Eppure dopo qualche giorno, tornata la calma, Nelson sprizzò veleno contro chi lo aveva osannato: «Questo è un paese di suonatori e di poeti, di puttane e di briganti», scrisse al comandante in capo delle forze inglesi nel Mediterraneo, l’ammiraglio John Jervis, lord St. Vincent, dopo aver attaccato con mano pesante tutta la corte, definita meschina e indolente. Era andato su tutte le furie quando, placatesi le celebrazioni, erano cominciati i contatti politici. Il suo obiettivo era quello di indurre il governo borbonico a giocare d’anticipo nei confronti dei francesi, ad abbandonare un attendismo che avrebbe procurato solo guai. Sosteneva che «le misure più coraggiose sono le più sicure», che era necessario attaccarli subito, in modo da scombussolare il loro piano d’invasione, già definito. E manifestava anche la certezza che, così facendo, sarebbero bastati tre mesi per liberare l’Italia dalla dominazione napoleonica. Ma le sue pressioni non avevano avuto successo, a tutti i livelli. Lo aveva deluso anche la regina che, pur condividendo il suo ragionamento, si era detta contraria a prendere una decisione così importante senza una preventiva intesa con l’imperatore austriaco, suo genero.

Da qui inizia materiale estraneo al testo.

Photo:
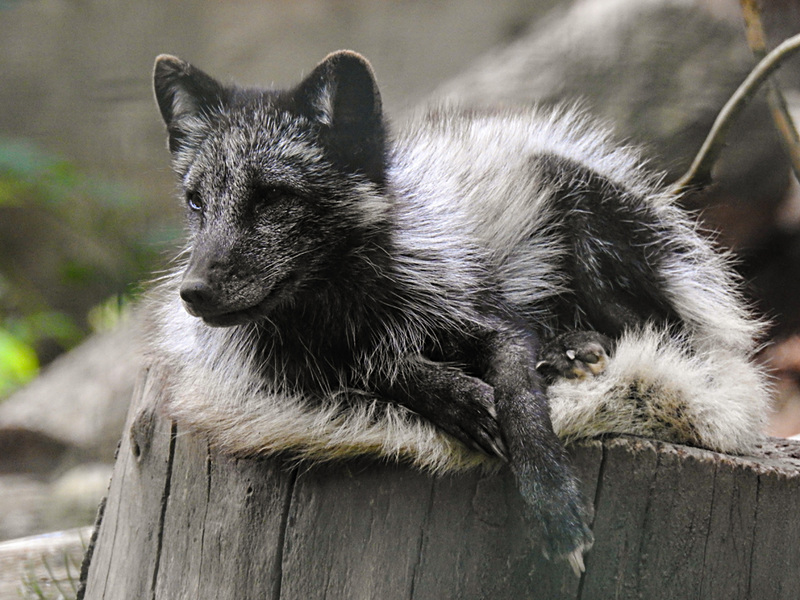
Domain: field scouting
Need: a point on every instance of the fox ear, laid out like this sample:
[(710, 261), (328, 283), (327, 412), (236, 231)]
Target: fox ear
[(342, 96), (183, 92)]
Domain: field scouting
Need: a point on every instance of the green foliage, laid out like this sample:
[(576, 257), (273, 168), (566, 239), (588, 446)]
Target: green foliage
[(18, 362), (60, 583), (68, 242)]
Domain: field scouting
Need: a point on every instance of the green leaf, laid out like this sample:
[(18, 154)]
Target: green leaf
[(18, 363)]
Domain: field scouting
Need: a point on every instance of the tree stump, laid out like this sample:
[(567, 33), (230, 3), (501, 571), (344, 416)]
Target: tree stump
[(182, 521)]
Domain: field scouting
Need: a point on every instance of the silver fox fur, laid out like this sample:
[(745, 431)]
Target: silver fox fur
[(471, 205)]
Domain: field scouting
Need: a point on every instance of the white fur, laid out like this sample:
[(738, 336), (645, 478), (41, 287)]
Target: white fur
[(656, 386)]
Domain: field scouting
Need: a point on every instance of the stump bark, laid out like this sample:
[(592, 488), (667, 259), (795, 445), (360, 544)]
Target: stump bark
[(182, 521)]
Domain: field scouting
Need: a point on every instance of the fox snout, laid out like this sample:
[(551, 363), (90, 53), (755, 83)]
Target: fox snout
[(198, 297)]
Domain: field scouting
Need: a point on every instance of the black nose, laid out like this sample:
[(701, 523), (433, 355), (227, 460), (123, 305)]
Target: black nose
[(198, 296)]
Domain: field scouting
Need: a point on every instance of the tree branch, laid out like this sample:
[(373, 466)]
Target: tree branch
[(699, 174)]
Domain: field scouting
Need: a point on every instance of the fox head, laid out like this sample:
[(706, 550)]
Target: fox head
[(283, 188)]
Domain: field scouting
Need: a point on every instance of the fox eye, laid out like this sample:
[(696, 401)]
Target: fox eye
[(193, 201)]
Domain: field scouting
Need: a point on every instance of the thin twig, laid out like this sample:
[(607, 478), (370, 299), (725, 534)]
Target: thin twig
[(784, 123), (699, 174)]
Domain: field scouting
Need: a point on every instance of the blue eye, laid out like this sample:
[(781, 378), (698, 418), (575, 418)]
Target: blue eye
[(194, 202)]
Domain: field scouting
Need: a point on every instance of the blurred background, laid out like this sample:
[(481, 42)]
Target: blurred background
[(87, 207)]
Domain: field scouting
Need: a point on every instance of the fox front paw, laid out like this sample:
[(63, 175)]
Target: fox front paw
[(575, 355)]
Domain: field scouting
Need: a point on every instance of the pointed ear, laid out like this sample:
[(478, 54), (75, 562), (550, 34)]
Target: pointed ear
[(342, 96), (183, 94)]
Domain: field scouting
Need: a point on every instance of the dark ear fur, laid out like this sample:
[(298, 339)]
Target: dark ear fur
[(342, 96), (182, 92)]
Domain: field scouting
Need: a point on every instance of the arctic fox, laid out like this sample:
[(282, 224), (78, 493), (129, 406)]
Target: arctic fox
[(460, 292)]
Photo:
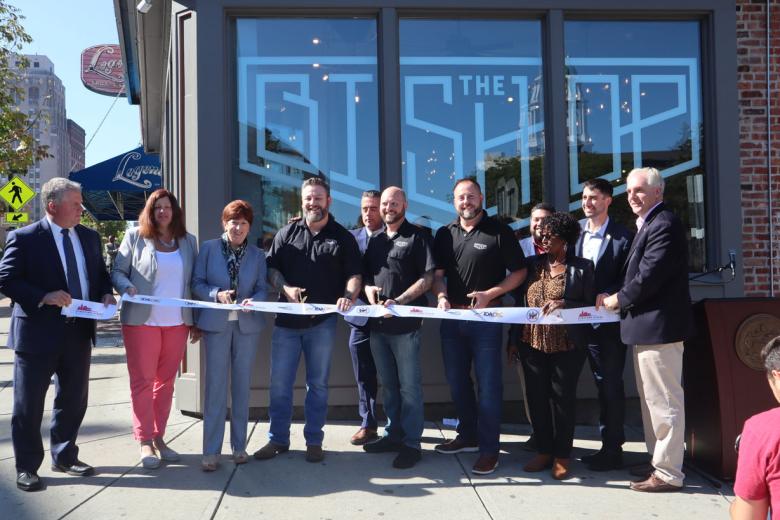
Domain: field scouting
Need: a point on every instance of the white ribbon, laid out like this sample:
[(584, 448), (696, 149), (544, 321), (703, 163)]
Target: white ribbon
[(576, 316)]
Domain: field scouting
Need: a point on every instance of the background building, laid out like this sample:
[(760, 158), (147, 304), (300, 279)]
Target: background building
[(44, 101), (532, 98)]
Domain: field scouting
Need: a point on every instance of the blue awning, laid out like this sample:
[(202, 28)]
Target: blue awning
[(116, 189)]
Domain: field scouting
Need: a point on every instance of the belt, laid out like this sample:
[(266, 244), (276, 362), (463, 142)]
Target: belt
[(492, 303)]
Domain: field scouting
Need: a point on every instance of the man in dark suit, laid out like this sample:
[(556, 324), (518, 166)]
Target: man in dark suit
[(655, 317), (45, 266), (606, 243)]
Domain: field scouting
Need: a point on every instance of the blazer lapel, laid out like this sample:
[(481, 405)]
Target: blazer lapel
[(52, 252)]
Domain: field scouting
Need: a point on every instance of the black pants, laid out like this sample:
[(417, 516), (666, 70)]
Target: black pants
[(551, 390), (607, 357), (32, 377)]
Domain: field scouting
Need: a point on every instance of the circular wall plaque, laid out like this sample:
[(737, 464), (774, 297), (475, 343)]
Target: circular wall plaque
[(752, 335)]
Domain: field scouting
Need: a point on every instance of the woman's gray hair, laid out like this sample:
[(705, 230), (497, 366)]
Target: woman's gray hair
[(652, 175), (54, 189)]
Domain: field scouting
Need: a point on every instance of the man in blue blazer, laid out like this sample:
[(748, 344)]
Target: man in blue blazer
[(45, 266), (655, 312), (606, 243)]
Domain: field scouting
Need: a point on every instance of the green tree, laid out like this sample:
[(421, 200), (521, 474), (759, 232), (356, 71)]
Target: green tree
[(18, 147)]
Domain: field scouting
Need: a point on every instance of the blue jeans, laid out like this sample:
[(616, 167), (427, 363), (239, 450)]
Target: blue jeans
[(316, 344), (397, 357), (227, 351), (464, 343), (365, 374)]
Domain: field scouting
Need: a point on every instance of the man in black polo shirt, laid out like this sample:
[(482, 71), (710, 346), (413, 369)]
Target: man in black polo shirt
[(312, 260), (473, 254), (398, 268)]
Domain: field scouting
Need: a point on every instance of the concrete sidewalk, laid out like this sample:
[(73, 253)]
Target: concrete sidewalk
[(348, 484)]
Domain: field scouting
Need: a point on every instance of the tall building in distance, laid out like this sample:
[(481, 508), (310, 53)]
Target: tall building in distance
[(44, 102), (76, 139)]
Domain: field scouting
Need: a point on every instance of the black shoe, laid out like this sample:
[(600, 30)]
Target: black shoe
[(77, 469), (407, 457), (383, 445), (28, 481), (604, 461)]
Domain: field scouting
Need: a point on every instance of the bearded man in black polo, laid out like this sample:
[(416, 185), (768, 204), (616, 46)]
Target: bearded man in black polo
[(473, 255)]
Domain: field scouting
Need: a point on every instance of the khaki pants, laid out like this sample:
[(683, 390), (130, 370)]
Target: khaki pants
[(658, 371)]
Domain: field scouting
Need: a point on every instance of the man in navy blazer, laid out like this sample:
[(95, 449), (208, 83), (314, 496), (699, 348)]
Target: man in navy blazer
[(655, 311), (45, 266), (606, 243)]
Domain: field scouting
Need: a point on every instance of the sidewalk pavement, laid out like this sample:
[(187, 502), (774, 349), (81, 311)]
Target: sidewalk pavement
[(347, 484)]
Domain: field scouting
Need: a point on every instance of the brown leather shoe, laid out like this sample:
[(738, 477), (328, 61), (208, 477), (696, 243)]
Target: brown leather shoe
[(314, 454), (538, 463), (485, 464), (270, 451), (560, 469), (363, 436), (654, 484), (642, 470)]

Era questa la situazione che rendeva nervoso l’eroe di Abukir, anche se i napoletani erano stati generosi con lui, tributandogli onori superiori alle aspettative. Per fortuna, c’era al suo fianco Emily Hamilton, sempre sorridente, sempre disponibile. L’ambasciatrice, che gli faceva anche da interprete, era la sua unica consolazione, mentre imprecava contro i napoletani che non si decidevano a dichiarare la guerra. Ma gli stava procurando anche qualche turbamento, come confessava candidamente all’ammiraglio Jervis, suo comandante: «Spero che scuserete lo stile slegato e confuso di questa lettera. Vi scrivo alla presenza di lady Hamilton, e Vostra Signoria, se fosse al mio posto, scriverebbe anche peggio! Quando il cuore è commosso, anche la mano trema! Napoli è decisamente un soggiorno pericoloso e faremmo bene a lasciarlo al più presto». Sia pure in termini ovattati, era probabilmente un primo segnale di cedimento di fronte alla provocante bellezza della connazionale, la quale però, onorando l’eroe venuto da Abukir, badava soprattutto, almeno per il momento, a consolidare i rapporti con la flotta.

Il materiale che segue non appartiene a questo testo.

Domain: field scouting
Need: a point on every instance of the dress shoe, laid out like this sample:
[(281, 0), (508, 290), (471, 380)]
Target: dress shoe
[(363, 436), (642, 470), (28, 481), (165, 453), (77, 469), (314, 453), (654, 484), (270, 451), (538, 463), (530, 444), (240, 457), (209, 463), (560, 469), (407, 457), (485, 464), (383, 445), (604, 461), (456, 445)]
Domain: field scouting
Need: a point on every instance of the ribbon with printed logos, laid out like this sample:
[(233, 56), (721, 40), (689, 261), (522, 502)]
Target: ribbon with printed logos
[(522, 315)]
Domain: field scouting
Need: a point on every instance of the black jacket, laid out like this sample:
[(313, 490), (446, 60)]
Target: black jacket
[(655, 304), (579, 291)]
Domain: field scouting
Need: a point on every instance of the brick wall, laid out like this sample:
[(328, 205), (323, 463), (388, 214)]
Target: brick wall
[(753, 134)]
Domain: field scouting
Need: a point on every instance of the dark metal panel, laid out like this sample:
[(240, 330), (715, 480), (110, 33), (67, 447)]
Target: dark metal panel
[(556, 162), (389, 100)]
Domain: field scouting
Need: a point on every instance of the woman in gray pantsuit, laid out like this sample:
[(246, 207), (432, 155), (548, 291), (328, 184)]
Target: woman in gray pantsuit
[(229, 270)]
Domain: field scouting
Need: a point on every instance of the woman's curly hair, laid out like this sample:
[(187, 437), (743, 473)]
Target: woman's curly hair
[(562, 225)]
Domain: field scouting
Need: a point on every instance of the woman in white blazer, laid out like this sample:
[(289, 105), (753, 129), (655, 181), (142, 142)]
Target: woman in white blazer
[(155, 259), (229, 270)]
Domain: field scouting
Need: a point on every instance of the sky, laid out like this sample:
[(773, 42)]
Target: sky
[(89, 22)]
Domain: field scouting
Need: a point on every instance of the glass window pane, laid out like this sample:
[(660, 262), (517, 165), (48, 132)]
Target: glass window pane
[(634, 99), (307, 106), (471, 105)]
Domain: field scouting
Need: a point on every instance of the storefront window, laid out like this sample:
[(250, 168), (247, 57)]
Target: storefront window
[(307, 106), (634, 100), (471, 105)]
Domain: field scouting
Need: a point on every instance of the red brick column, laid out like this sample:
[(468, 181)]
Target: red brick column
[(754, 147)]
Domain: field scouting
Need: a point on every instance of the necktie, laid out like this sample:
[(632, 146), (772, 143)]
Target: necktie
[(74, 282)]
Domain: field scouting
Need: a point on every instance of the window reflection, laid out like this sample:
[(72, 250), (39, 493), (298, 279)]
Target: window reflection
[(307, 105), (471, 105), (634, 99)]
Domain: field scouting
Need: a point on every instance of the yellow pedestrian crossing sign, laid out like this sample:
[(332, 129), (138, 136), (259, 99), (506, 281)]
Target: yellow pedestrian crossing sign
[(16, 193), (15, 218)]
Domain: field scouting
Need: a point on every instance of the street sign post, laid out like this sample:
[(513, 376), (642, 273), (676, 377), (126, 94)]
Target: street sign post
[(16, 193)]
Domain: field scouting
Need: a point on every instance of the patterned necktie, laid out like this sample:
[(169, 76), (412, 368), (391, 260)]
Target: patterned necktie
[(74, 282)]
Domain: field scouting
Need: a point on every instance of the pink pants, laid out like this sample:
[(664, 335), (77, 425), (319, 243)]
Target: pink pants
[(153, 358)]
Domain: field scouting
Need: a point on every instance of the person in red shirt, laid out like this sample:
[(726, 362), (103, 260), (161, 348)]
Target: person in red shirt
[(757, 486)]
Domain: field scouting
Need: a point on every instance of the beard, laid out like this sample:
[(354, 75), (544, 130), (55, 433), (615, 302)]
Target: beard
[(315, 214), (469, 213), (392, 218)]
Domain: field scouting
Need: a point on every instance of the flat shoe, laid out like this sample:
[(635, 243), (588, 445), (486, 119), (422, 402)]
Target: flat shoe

Consapevole della miccia che aveva acceso, Emily continuava ad alimentarla, ma senza impegnarsi a fondo, certa che non si sarebbe spenta. E intanto tesseva altre trame e raccoglieva i frutti di operazioni già avviate, mentre blandiva i comandanti dei vascelli facendoli ricevere dalla regina, prodiga di elogi nei loro confronti.

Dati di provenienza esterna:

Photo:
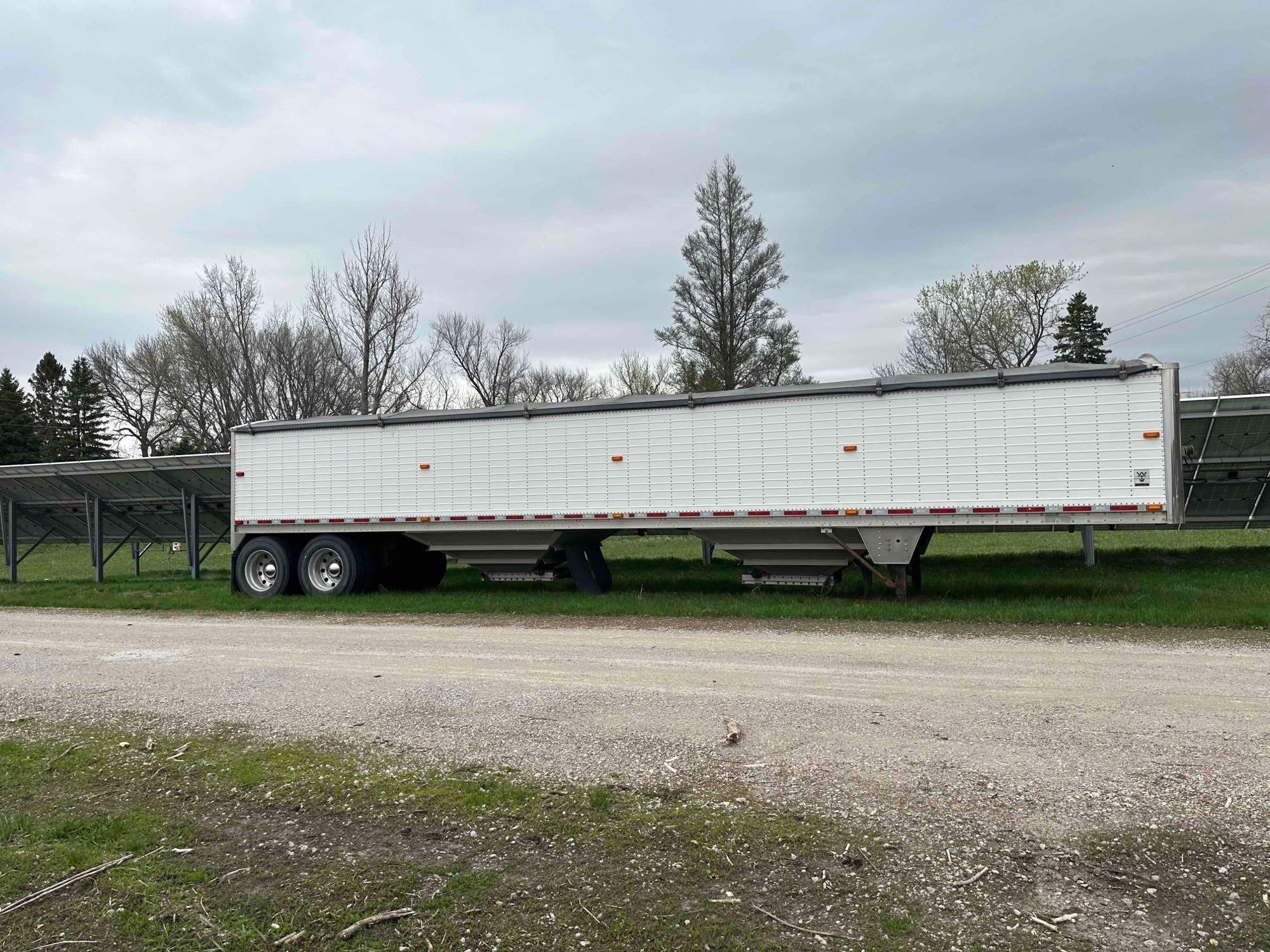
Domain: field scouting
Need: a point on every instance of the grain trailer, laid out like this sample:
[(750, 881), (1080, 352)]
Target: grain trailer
[(801, 483)]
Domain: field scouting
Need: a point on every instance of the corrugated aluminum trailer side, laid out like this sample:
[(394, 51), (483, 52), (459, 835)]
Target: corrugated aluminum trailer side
[(798, 482)]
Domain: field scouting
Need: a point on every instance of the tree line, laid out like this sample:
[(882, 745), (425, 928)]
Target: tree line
[(222, 356)]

A confermarle la crescita delle sue quotazioni intervenne una lettera dell’ammiraglio Jervis: «Mia cara lady Hamilton, dieci mila ringraziamenti son dovuti a V. S. per migliorare la salute del nostro inapprezzabile amico Nelson, dalla cui vita dipende il destino dei rimanenti governi d’Europa. Vi prego, non fate che le affascinatrici signore napoletane lo avvicinino troppo, perché egli è di carne e di sangue e non potrebbe resistere alle loro tentazioni. (…)».

L’invito, formulato in modo indiretto, “con eleganza”, sembrava destinato proprio a lei. Sembrerebbe che i vertici della marina avessero già valutato esattamente i complimenti che Nelson le rivolgeva, ed escludendo che fossero di pura cortesia, avrebbero voluto prevenire la tempesta che si stava scatenando nel suo cuore. Emily, probabilmente, con una punta di orgoglio, si esaltò nel sentirsi al centro dell’attenzione generale.

Lord St. Vincent, pertanto, nella seconda metà d’ottobre 1798, per evitare guai, decise di inviare Nelson a Malta, per osservare come si svolgevano le operazioni di assedio della guarnigione della Valletta. Era troppo tardi. Nelson ormai ammaliato, quasi stregato, partì, ma da lì a poco sarebbe ritornato a Napoli dove l’aspettava una più gradevole compagnia.